Cyber Security Awareness Month Activity: SQL Slammer Clean-up

Published: 2010-10-01
Last Updated: 2010-10-01 03:35:33 UTC
by Kevin Liston (Version: 1)
3 comment(s)

It's Cyber Security Awareness Month, and it's about more than just educating users-- security professionals can participate a little too.  I want to start an additional track to the Internet Storm Center's Cyber Security  Awareness Series.  This will be a month-long series of diaries to supplement our weekly topics.

It was near 05:30 GMT on Saturday, 25 January 2003 when the Slammer worm started to spread. Some of you probably remember where you were when you were first alerted to that incident. For those of you who didn't get to experience that first hand, there's a pretty decent Wikipedia article on it (http://en.wikipedia.org/wiki/SQL_Slammer). As I write this, I note that it's well over 7 years later. But SQL Slammer alerts continue to be a top talker on my perimeter IDS.

It's time to do something about that.

Slammer actvitiy has been written off as "background radiation" for long enough.

Througout this month I'm going to continue on this topic to inspire people to try something new. If you're not looking at you logs, I want you to look at them. If you're not reaching out to abuse contacts, I want you to send a few emails and make a few phone calls. If you're not helping your customers clean up their systems, I want you to experiment and reach out to help a couple of them. See what happens.
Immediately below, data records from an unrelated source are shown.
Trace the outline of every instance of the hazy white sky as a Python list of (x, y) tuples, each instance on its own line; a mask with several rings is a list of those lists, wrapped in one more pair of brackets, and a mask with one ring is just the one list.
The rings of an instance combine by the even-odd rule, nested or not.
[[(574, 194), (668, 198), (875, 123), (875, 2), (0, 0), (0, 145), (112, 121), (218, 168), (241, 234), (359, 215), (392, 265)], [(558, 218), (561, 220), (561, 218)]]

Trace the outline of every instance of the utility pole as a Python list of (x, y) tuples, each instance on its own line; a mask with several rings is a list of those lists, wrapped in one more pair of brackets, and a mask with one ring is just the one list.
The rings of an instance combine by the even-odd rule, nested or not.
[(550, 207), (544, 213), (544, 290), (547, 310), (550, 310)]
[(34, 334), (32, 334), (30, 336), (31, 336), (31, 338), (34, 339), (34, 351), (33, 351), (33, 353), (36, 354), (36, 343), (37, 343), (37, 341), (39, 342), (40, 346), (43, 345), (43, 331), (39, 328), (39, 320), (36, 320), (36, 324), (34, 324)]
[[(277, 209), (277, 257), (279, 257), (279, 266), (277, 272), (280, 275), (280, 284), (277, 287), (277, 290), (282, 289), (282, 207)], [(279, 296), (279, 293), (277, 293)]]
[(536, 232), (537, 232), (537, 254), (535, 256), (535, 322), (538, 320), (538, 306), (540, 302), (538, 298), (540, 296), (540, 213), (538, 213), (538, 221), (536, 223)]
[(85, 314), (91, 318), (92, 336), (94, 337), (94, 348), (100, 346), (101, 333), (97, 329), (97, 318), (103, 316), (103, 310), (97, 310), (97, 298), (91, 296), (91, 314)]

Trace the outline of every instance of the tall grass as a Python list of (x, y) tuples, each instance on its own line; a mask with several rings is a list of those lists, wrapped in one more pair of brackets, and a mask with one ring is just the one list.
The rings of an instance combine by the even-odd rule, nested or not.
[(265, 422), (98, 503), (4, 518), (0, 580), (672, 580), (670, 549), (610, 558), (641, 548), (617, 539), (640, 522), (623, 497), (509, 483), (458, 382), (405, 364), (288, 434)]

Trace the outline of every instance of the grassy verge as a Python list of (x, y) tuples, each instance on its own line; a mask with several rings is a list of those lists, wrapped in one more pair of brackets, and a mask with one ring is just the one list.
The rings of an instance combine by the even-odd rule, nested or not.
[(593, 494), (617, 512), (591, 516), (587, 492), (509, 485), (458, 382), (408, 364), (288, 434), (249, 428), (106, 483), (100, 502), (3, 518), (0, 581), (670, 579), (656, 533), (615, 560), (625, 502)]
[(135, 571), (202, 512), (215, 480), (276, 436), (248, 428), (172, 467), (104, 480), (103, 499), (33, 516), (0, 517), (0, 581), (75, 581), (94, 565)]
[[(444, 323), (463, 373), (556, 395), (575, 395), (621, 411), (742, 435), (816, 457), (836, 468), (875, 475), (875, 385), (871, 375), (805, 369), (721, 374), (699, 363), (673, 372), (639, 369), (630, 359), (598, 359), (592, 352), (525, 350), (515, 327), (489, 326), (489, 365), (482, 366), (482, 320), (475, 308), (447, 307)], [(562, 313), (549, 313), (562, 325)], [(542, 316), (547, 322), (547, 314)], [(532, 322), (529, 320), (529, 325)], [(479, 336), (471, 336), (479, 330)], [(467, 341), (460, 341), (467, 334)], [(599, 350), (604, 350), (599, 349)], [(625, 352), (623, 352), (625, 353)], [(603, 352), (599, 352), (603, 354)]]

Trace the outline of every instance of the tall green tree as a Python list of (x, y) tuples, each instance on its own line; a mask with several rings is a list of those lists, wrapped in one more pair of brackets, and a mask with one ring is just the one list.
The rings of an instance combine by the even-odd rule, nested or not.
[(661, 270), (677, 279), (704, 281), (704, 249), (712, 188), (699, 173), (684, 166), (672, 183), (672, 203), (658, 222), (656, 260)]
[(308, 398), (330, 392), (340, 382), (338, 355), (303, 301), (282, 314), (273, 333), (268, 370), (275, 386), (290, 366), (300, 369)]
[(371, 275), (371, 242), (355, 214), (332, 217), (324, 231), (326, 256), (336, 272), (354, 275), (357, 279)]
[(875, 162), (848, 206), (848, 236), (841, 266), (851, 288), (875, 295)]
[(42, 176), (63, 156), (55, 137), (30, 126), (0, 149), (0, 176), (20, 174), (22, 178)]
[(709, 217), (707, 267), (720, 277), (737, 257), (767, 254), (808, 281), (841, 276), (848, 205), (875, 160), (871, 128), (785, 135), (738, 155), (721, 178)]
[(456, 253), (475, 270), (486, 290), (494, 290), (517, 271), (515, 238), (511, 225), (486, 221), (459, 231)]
See if you can make a measureable difference.

I pulled the IDS and darknet logs from the day job. From just one day I see 153 unique source IP addresses generating IDS alerts, and on my external darknet I see 63 probing UDP/1434. How many do you see hitting your perimeter? How much bandwidth is being consumed that just that activity? Can you quantify that into a dollar amount?

That's your homework for today. More to come.

-KL

Keywords: slammercleanup
3 comment(s)

Comments

Don't know about bandwidth, but SQL Slammer is still alive and well out there. We still see it hitting our sensors. Also, CodeRed is not dead either. We see that once in a while as well.

But they don't do nearly as much damage to bandwidth costs as SSH, FTP, TermServer and POP3 brute-force attacks. Those are bandwidth hogs.
i can't say anything about sql slammer, but i've tried my hand at reporting ssh bots. i did it for years, and all i got in return was either silence, or computer generated emails, and the same host would continue to operate for months. it's just not worth the hassle to me anymore.
This one hits my nerve. I watch sql-slammer in my flows now for about two years and it has lowered it's activity by about a factor of 3 since then.

I see quite the same number of IPs machines active with 5 machines accounting for 90% of the flows.

From my point of view the traffic is about 5 kbit/s/Class-B.

I would appreciate an effort to eliminate that.